Während somit die Nichtigkeitsbeschwerde des Angeklagten Laszlo P***** in diesem Umfang in nichtöffentlicher Beratung sofort zurückzuweisen war (§ 285d Abs 1 StPO), waren bei beiden Angeklagten die Schuldsprüche zu A./II./3./, demzufolge auch die zu A./ gebildeten Subsumtionseinheiten und die Aussprüche über Freiheitsstrafen einschließlich der Vorhaftanrechnungen (nicht jedoch die von der Kassation unberührt gebliebenen - Aussprüche über die Konfiskation und den Verfall) in nichtöffentlicher Beratung aufzuheben (§ 285e StPO) und es war die Strafsache in diesem Umfang zu neuer Verhandlung und Entscheidung an das Erstgericht zu verweisen.

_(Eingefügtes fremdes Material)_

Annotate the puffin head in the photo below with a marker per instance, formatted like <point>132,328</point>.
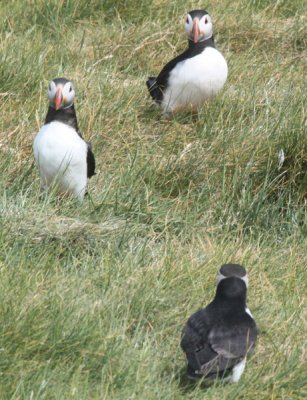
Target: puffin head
<point>198,26</point>
<point>61,93</point>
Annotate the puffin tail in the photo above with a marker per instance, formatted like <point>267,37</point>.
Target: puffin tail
<point>154,90</point>
<point>151,82</point>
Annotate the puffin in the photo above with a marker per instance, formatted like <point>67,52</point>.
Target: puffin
<point>61,154</point>
<point>217,338</point>
<point>194,76</point>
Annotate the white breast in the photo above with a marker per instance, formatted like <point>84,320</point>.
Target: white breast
<point>60,155</point>
<point>195,80</point>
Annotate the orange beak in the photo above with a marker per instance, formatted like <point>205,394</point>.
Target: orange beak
<point>195,29</point>
<point>58,98</point>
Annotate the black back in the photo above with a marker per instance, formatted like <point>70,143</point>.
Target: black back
<point>156,86</point>
<point>219,336</point>
<point>66,116</point>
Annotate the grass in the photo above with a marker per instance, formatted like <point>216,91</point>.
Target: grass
<point>93,298</point>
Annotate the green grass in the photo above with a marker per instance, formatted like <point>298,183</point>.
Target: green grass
<point>93,298</point>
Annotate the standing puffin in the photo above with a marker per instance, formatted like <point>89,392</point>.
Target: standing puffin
<point>194,76</point>
<point>218,338</point>
<point>61,154</point>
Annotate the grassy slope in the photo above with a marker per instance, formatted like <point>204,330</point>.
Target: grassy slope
<point>93,298</point>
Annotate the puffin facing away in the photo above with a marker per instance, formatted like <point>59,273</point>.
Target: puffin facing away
<point>194,76</point>
<point>218,338</point>
<point>63,157</point>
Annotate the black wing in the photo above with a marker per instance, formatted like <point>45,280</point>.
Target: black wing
<point>212,351</point>
<point>157,85</point>
<point>90,159</point>
<point>230,344</point>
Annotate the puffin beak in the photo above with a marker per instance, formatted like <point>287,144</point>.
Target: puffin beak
<point>195,30</point>
<point>58,98</point>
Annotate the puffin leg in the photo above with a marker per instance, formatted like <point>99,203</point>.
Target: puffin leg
<point>237,371</point>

Die nachträgliche Ergänzung der Nichtigkeitsbeschwerde durch den Angeklagten P***** war mit Blick auf die in § 285 Abs 1 StPO normierte Einmaligkeit der Rechtsmittelausführung unbeachtlich (RIS Justiz RS0100152).

Mit ihren Berufungen waren die Angeklagten und die Staatsanwaltschaft auf die kassatorische Entscheidung zu verweisen.

Die Kostenentscheidung gründet sich auf § 390a Abs 1 StPO.